Stephen Jay Greenblatt (Boston, 7 novembre 1943) è un critico letterario, professore universitario e studioso statunitense.

Greenblatt è considerato uno dei fondatori del New Historicism (Nuovo storicismo), ossia la corrente critica che basa la storia sui testi letterari in prevalenza rispetto ai documenti d'archivio, da lui inaugurata all'inizio degli anni Ottanta, anche se egli preferiva chiamarla Cultural Poetics. L'impostazione di fondo privilegia la potenzialità di significato autonomamente sviluppata dalla scrittura[1].

Greenblatt ha scritto e curato numerosi libri e articoli relativi al nuovo storicismo, lo studio della cultura, gli studi sul Rinascimento e gli studi di Shakespeare. Il suo lavoro più famoso è Will in the World, una biografia di Shakespeare. Greenblatt è anche cofondatore del giornale letterario-culturale Representations, che spesso pubblica articoli di 'nuovi storicisti'.
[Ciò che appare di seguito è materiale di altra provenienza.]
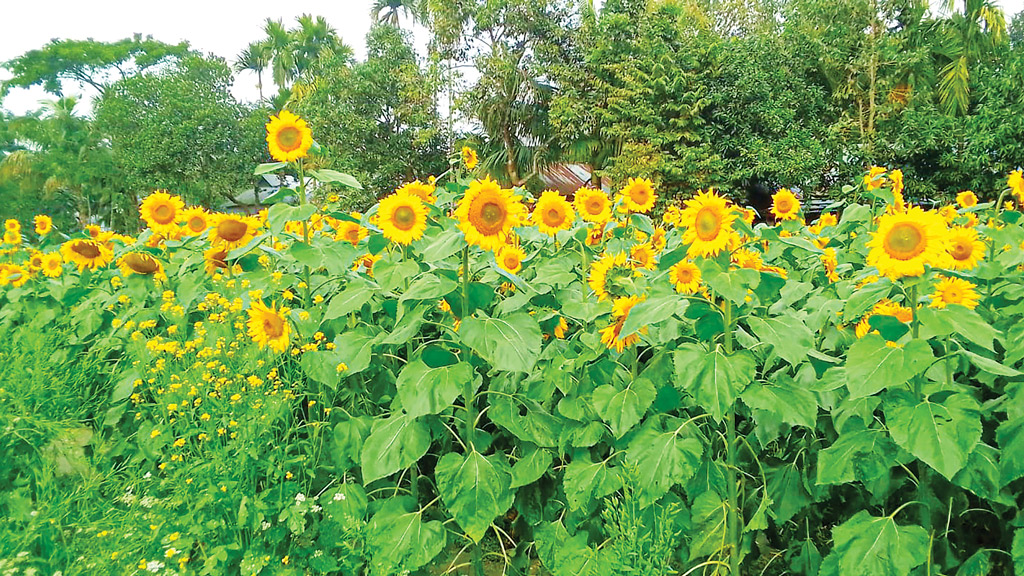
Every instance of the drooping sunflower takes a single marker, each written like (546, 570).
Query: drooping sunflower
(162, 212)
(288, 136)
(140, 263)
(638, 195)
(43, 224)
(709, 224)
(686, 276)
(86, 253)
(196, 219)
(552, 213)
(487, 213)
(402, 217)
(510, 258)
(954, 291)
(967, 199)
(231, 231)
(784, 205)
(593, 205)
(965, 248)
(268, 326)
(905, 242)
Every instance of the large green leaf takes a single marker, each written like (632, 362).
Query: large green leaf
(474, 489)
(941, 434)
(398, 539)
(512, 342)
(429, 391)
(878, 546)
(871, 365)
(394, 444)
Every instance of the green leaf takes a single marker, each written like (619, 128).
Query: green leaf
(474, 489)
(394, 444)
(872, 366)
(399, 540)
(511, 343)
(622, 409)
(941, 434)
(791, 338)
(878, 546)
(429, 391)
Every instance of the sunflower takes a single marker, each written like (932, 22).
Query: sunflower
(709, 224)
(140, 263)
(43, 224)
(784, 205)
(268, 327)
(196, 219)
(593, 205)
(402, 217)
(611, 336)
(967, 199)
(424, 191)
(487, 213)
(954, 291)
(638, 195)
(86, 253)
(162, 212)
(510, 258)
(231, 231)
(686, 276)
(907, 241)
(288, 136)
(469, 157)
(965, 248)
(552, 213)
(607, 274)
(52, 264)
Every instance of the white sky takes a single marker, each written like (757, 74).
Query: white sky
(211, 26)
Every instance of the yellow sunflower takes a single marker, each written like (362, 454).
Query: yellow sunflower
(52, 264)
(86, 253)
(288, 136)
(709, 224)
(907, 241)
(510, 258)
(140, 263)
(402, 217)
(965, 248)
(552, 213)
(196, 219)
(268, 327)
(424, 191)
(487, 213)
(686, 276)
(469, 157)
(967, 199)
(784, 205)
(593, 205)
(611, 336)
(43, 224)
(954, 291)
(638, 195)
(162, 212)
(231, 231)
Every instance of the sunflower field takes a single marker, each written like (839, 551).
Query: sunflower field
(466, 379)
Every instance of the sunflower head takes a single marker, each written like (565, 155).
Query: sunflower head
(288, 136)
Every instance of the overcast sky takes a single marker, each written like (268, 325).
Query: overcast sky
(211, 26)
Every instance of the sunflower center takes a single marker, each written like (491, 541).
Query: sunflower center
(86, 249)
(403, 217)
(905, 241)
(289, 138)
(232, 230)
(708, 223)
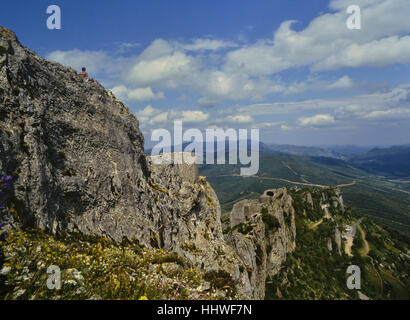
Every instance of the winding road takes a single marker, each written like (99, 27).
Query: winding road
(292, 182)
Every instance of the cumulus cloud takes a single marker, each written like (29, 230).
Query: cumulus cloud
(342, 83)
(95, 61)
(326, 43)
(240, 119)
(138, 94)
(317, 120)
(207, 44)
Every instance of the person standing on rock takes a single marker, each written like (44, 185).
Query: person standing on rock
(83, 73)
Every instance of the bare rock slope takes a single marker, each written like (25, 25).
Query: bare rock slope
(77, 158)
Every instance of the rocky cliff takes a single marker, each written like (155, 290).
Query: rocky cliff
(262, 232)
(78, 164)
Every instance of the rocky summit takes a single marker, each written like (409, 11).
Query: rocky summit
(75, 155)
Biografia[modifica | modifica wikitesto]

Greenblatt è nato a Boston e cresciuto a Cambridge, Massachusetts. Dopo il diploma alla Newton High School, ha proseguito gli studi universitari presso la Yale University (Bachelor of Arts nel 1964, Master of Philosophy nel 1968, Ph.D. nel 1969) e il Pembroke College di Cambridge (Bachelor of Arts nel 1966, Master of Arts 1968). Da allora Greenblatt ha insegnato all'University of California, Berkeley e alla Harvard University. È stato Class of 1932 Professor a Berkeley (divenne professore ordinario nel 1980) dove ha insegnato per 28 anni prima di ottenere una cattedra alla Harvard University, dove nel 1997 divenne Harry Levin Professor of Literature; è stato anche nominato John Cogan University Professor of the Humanities nel 2000. Greenblatt è un permanent fellow del Wissenschaftskolleg a Berlino. In qualità di visiting professor e conferenziere, Greenblatt ha insegnato presso istituzioni come l'Ecole des Hautes Etudes di Parigi, l'Università di Firenze, la Kyoto University, l'Università di Oxford e l'Università di Pechino. È stato presidente della Modern Language Association.

Opere[modifica | modifica wikitesto]

  • Meraviglia e possesso. Lo stupore di fronte al Nuovo Mondo, trad. G. Arganese e M. Cupellaro, Collana Le occasioni n.54, Bologna, Il Mulino, 1994, ISBN 978-88-150-4232-3.
  • Amleto in Purgatorio. Figure dell'aldilà, Collana Saggi n.18, Roma, Carocci, 2002, ISBN 978-88-430-2354-7.
  • Vita, arte e passioni di William Shakespeare, capocomico. Come Shakespeare divenne Shakespeare, trad. C. Iuli, Collana Saggi n.869, Torino, Einaudi, 2005, ISBN 978-88-061-6225-2. - col titolo Shakespeare. Una vita nel teatro, Milano, Garzanti, 2016, ISBN 978-99-136-7211-5.
  • Il manoscritto. Come la riscoperta di un libro perduto cambiò la storia della cultura europea, trad. Roberta Zuppet, Collana I Sestanti, Rizzoli, 2012, ISBN 978-88-170-5909-1.